Even closer now, I see that the object is white, nearly a cube, rests on the ground, is about a foot-and-a-half in each dimension. But that’s all I know.
When I’m close enough to touch it, I can feel how rough or smooth it is, whether there are seams or cracks, I can even attempt to lift it to estimate its weight. I now know a lot more than I did several hundred yards ago. But I still don’t know what itis, only what it's description is.
I don’t know what the object is for ... What it's purpose is. I have no idea whether it is natural or manufactured, designed or undesigned, whether the hypothetical manufacturer was fulfilling an intention via the manufacture and placement of the object.

What if I had been approaching the Devil’s Postpile (image above)? Had I not known in advance that this structure is a natural cleavage occurring in the type of rock at that location in Yosemite, I might have inferred a designer and manufacturer and purpose for these objects.

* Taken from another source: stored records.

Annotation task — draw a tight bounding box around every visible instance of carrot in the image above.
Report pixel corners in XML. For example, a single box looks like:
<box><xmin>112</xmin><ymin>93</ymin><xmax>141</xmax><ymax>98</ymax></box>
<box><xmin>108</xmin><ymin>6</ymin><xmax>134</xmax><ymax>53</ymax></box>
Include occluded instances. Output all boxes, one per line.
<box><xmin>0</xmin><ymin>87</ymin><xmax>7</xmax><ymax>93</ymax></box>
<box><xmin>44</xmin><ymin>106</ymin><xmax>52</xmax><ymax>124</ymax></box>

And I would have been wrong. Without prior knowledge from which I could make an inference, I couldn’t have made an accurate judgement on the Postpile, whereas I could infer what the salt lick was. But I could have incorrectly inferred a design to the Postpile, based on my understanding of a salt lick.
I’d still have been wrong.
Without physical evidence of a designer and manufacturer, I cannot be objective or certain as to what the Postpile is.
This is where evidence is essential. And this implies to me that objectivity requires evidence - somewhere in our chain of reason - to be meaningful.
Pure reason can fail me, as it would have at Yosemite.